Icarus – Lessons From An Ancient Myth

Seth Godin’s new book ‘The Icarus Deception: How High Will You Fly?‘ has garnered a great deal of publicity lately, and rightfully so. It’s a good book by an impressive and visionary author. Quite aside from the content (which is great) the story of how the book came to be is a story in itself. Seth wanted to change the publishing paradigm that places enormous risk on the author and publisher by funding books before fully understanding the ultimate demand for them. He used the traditional publisher, but did so after he used Kickstarter to test the market among his followers (his tribe) and activate his fans long before the book was published rather than at the time of publishing as is traditionally done. It was a huge success. The goals of his Kickstarter project were met within a few hours and within days over $250,000 was committed. By launching the book as a Kickstarter project he was able to prove its viability. That is how the book came to be. What is the book about? Creating art. I want to talk about the art in this painting and what it tells us about life and the art we can create if we look around.
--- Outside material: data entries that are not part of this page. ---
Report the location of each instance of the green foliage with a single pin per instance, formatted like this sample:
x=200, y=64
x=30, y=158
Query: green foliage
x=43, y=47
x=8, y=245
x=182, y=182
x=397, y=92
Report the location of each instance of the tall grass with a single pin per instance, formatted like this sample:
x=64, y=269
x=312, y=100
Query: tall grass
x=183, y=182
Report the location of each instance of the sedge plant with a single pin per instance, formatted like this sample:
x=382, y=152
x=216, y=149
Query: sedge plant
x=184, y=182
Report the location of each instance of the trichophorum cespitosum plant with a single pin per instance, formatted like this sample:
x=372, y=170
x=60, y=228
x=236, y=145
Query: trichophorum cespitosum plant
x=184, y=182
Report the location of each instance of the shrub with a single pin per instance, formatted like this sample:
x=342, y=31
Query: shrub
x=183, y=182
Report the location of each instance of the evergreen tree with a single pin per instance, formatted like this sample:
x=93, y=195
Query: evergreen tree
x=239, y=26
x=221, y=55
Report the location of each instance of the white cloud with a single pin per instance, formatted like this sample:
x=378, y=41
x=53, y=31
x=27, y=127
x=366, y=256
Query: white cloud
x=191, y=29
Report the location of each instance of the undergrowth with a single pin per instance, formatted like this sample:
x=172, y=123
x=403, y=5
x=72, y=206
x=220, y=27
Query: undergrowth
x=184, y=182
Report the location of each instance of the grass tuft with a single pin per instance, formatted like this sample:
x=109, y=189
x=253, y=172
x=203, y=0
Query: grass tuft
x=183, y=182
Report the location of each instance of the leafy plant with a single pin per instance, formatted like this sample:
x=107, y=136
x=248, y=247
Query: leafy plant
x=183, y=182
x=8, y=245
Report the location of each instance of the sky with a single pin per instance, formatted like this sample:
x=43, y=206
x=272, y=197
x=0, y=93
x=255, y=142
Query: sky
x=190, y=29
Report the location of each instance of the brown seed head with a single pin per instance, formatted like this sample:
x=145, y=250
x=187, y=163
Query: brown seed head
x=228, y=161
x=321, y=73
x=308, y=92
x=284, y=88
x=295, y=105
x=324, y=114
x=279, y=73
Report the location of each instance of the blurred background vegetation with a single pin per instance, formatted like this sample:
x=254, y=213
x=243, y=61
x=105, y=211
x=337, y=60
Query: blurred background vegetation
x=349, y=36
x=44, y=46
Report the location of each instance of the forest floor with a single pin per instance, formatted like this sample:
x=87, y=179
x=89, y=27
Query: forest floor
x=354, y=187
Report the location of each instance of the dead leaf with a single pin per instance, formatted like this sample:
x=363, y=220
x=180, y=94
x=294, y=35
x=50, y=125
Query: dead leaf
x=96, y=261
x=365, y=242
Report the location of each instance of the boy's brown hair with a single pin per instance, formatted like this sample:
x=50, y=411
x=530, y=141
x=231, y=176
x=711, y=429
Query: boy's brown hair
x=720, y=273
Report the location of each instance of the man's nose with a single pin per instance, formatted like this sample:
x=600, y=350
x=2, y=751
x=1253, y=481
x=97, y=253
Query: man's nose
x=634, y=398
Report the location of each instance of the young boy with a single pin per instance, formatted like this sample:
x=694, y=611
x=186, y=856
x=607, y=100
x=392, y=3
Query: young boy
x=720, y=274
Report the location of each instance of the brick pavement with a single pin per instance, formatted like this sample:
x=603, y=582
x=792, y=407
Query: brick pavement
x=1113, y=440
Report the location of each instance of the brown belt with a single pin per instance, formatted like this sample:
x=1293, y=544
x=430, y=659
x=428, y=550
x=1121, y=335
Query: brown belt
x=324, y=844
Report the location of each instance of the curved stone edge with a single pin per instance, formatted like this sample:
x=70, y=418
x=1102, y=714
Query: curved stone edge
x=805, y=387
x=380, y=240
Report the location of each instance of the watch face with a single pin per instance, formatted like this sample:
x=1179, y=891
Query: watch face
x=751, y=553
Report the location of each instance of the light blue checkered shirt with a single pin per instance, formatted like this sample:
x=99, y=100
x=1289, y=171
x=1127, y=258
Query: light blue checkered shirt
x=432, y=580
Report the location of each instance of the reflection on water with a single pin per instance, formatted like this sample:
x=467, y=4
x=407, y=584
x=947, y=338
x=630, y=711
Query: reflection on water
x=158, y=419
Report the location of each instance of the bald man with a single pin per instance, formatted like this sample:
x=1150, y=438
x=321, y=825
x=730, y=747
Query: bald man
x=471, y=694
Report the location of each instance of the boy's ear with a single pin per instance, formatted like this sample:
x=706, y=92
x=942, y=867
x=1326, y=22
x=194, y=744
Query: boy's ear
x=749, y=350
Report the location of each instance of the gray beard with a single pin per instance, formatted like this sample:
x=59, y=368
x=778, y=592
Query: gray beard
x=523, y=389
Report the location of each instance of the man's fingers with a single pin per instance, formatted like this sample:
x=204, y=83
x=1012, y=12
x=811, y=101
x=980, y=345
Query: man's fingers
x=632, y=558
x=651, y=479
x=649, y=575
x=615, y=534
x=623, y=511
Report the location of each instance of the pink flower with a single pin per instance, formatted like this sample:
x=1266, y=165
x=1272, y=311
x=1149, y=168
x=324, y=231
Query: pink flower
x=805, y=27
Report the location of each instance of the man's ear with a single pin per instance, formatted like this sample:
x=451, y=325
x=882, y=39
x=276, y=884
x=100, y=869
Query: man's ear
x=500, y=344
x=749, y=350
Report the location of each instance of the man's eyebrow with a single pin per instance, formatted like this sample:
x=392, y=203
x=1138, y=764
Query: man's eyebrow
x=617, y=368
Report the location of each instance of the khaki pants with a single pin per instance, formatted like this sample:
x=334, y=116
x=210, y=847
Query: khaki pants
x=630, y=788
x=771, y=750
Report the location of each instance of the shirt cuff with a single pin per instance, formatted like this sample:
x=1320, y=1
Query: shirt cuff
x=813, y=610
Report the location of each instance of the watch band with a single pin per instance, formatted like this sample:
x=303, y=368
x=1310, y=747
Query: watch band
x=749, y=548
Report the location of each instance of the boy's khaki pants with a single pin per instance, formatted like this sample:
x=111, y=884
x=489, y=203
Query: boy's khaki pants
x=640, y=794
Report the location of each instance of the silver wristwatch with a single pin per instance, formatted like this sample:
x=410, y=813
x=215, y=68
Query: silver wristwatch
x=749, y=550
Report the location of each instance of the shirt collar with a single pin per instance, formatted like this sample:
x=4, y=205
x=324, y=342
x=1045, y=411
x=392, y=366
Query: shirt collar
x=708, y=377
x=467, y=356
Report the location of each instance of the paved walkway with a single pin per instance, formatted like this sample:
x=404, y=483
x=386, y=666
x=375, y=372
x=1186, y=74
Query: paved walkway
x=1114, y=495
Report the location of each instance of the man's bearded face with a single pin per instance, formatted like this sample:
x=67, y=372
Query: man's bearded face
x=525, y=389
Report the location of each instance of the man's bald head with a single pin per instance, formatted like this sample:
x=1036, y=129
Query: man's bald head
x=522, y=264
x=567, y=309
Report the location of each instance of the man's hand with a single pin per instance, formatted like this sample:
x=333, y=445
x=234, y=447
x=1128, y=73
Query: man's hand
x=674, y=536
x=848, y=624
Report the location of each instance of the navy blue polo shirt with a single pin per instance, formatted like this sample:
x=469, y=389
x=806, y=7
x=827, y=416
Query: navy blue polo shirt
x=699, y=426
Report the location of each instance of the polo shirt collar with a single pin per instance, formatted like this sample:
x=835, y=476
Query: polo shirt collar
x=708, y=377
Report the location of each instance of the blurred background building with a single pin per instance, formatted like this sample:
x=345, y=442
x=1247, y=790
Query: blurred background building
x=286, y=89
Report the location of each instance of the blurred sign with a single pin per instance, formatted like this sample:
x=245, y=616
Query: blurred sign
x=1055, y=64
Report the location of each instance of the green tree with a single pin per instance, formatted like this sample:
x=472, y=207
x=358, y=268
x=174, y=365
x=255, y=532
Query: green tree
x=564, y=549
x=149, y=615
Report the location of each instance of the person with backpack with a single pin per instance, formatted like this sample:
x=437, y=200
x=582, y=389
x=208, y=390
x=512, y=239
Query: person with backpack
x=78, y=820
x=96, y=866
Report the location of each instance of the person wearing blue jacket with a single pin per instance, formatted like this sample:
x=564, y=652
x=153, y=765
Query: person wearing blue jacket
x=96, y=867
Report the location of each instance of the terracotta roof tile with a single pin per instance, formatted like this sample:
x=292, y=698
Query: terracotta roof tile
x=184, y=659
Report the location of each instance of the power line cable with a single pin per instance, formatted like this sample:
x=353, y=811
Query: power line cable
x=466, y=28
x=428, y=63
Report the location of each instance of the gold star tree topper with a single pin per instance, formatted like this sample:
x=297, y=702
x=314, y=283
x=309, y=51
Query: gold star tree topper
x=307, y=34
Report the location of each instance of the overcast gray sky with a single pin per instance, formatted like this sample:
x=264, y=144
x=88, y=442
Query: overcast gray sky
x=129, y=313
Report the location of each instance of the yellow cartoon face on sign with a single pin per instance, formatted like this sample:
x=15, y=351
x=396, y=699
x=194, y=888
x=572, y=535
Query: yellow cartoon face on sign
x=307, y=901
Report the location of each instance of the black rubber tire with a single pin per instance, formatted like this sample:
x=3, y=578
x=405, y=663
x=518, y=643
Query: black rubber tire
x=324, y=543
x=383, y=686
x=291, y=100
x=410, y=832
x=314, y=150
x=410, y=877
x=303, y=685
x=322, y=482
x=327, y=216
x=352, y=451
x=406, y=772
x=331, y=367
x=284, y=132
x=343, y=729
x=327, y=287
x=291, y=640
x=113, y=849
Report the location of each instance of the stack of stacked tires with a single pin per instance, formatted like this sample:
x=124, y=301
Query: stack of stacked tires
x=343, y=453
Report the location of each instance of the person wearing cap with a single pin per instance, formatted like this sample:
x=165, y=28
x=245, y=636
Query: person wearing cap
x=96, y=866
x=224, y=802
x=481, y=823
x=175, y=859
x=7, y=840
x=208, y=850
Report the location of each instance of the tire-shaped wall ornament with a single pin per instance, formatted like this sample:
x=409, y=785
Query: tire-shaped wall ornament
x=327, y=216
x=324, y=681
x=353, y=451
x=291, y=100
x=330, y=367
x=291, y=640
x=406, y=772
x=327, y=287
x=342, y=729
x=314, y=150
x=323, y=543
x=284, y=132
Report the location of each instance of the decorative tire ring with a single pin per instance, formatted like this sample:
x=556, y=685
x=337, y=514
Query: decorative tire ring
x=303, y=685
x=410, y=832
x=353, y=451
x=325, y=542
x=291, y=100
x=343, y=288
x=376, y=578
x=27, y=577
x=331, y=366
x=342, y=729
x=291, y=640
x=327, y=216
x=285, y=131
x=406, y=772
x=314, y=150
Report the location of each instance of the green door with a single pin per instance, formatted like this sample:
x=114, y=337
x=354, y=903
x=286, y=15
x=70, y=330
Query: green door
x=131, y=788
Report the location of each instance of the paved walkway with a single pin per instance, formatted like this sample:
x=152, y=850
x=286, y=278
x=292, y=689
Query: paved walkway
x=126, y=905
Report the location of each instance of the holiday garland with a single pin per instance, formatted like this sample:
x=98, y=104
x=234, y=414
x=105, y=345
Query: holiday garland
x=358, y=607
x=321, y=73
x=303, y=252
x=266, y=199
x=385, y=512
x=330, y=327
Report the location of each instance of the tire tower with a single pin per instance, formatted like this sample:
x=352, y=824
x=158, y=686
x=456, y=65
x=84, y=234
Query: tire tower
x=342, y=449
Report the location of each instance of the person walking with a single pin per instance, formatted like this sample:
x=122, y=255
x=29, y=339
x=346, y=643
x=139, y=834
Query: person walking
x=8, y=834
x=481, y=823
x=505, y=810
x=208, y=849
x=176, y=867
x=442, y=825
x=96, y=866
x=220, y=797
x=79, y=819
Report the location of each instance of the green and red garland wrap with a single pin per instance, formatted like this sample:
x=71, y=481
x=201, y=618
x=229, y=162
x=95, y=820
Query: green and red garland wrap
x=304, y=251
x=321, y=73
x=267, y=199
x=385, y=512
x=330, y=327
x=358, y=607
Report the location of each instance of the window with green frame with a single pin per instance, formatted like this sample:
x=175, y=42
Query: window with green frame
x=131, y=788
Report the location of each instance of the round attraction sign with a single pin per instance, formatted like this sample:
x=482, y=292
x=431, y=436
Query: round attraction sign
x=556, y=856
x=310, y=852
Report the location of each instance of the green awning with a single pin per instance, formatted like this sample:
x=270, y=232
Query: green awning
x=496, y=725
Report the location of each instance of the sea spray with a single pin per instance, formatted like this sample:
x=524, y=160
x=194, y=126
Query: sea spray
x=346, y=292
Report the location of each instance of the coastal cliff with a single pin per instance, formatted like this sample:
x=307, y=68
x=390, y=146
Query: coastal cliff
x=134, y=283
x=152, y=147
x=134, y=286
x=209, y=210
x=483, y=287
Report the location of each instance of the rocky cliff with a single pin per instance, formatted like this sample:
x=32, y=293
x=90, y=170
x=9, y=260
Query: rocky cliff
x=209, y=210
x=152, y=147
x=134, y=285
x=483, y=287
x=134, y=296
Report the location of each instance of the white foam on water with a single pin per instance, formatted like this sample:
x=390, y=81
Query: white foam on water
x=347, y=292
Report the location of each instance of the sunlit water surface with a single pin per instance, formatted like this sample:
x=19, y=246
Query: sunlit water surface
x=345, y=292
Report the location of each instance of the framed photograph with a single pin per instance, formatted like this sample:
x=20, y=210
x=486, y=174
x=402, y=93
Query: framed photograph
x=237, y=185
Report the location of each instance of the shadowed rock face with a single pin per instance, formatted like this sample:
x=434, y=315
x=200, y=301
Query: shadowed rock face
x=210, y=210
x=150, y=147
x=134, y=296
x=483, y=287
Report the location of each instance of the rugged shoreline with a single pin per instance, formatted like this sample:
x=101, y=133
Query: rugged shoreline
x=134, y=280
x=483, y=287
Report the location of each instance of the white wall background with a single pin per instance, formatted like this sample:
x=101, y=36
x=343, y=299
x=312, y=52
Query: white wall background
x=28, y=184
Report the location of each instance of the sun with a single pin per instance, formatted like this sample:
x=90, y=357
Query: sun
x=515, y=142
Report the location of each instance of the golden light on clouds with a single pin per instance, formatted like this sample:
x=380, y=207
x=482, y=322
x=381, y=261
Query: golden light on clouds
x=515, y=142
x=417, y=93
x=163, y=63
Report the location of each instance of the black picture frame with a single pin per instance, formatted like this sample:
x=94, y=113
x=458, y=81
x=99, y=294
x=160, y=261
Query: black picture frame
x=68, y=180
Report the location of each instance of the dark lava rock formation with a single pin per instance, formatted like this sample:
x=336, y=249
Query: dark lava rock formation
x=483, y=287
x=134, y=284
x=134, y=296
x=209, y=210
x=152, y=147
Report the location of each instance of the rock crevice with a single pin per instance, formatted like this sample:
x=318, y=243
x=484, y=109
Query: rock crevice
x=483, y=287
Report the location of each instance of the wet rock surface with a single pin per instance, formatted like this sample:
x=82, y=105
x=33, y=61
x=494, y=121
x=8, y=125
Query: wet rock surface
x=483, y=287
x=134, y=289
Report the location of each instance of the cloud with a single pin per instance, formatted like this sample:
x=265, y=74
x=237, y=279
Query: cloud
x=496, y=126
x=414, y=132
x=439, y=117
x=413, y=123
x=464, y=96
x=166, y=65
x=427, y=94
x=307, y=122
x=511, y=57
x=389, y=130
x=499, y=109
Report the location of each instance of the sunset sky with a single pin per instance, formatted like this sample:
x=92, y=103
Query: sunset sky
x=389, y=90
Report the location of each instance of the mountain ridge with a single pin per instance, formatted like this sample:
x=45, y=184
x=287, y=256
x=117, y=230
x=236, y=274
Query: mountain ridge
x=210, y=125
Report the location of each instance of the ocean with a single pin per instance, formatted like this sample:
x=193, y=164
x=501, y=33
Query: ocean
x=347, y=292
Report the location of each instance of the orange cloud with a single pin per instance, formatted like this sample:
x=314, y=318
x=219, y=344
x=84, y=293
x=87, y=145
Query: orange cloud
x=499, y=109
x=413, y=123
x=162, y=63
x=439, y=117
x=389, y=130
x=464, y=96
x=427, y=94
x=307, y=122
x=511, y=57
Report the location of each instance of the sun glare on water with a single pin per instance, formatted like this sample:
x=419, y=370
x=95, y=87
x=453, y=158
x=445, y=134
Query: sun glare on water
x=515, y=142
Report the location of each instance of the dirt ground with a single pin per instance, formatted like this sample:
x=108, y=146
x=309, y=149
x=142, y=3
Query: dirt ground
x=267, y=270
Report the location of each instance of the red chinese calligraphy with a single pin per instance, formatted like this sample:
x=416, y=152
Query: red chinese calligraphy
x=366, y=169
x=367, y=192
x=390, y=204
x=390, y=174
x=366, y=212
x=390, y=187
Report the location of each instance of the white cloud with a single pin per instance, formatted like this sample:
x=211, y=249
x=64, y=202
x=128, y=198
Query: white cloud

Pieter Bruegel the Elder - Landscape with the Fall of Icarus

This painting, attributed to Pieter Bruegel the Elder (although now thought to be a copy of an earlier work of his), has held my interest since I first studied it in college, I think in the typical undergraduate elective called ‘Appreciation of Art: 101’. At first glance you cannot tell that a man is drowning in the foreground. There… look by the boat. That’s Icarus, and as we know from the account by Ovid in Metamorphoses, he flew too close to the sun and fell from the sky, drowning after the wax holding his feathers melted.